12 AUGUST 1943, Page 2

Doctors and the State

Since no national health service scheme can be worked except through the medical profession it is important that the Government in laying its new plans should have the backing of the profession. But it will not be forgotten that the doctors at the outset strenuously opposed the first National Health Insurance measure. We should therefore keep an open mind in approaching a report just issued by a representative committee of the British Medical Asso- cation, just as we should when we approach the White Paper that is to be published by the Government. The B.M.A. committee is strongly opposed to the conversion of the medical profession into a salaried branch of central or local Government service, or the invasion by the State of the doctor-patient relationship ; and it would equally object to the splitting of the medical profession into two groups—official doctors and non-official doctors.

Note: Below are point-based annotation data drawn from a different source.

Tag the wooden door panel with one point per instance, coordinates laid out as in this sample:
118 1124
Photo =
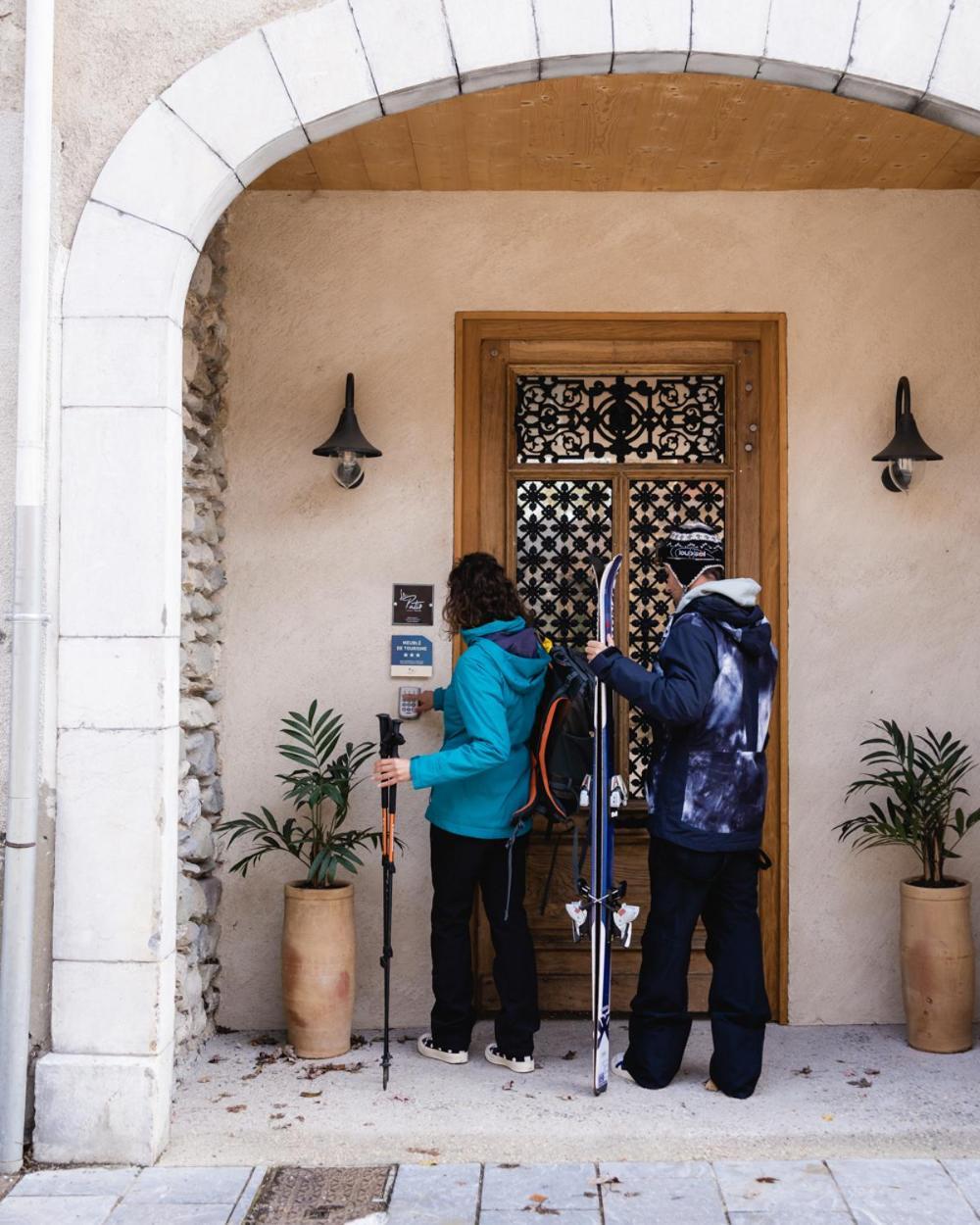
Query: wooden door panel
491 349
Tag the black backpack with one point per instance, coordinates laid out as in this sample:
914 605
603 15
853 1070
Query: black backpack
562 741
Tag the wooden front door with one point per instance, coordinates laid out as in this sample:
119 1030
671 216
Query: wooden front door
579 435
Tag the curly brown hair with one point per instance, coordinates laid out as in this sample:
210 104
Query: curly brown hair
480 592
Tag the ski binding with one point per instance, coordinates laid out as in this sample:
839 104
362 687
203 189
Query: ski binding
623 917
579 917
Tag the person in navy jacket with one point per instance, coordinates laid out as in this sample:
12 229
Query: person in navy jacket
710 697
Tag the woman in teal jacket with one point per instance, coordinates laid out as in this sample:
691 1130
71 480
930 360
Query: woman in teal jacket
478 780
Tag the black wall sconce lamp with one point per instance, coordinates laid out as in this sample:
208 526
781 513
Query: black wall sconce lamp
906 447
348 444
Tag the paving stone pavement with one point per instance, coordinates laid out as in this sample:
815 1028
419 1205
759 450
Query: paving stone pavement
834 1192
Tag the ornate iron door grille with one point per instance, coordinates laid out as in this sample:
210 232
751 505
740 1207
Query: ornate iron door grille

The public will probably agree to the extent that it desires the right to choose its own doctors, and to retain the essence of the doctor-patient relationship. But are this choice and this relationship inconsistent with the payment of doctors by the State for services rendered? In regard to the splitting of the profession, it is already. split, in that sense, by the existence of Medical Officers of Health who are salaried servants of the local authorities. The middle classes are not likely to be satisfied by any service calling itself a national service which leaves them still uninsured against illness requiring the attention of the general practitioner or the occasional major illness requiring complicated treatment such as today is financially disastrous to them. General practitioners are hard-working men who for the most part well earn their fees. If there is any fear that fees will tend to be reduced under a State scheme it is inevitable that there will be opposition ; and undoubtedly there is such a fear. A satisfactory scheme must be fair to the doctors and not endanger their proper remuneration. On the other hand they must not be in the position of a guild with power to dictate terms to the community.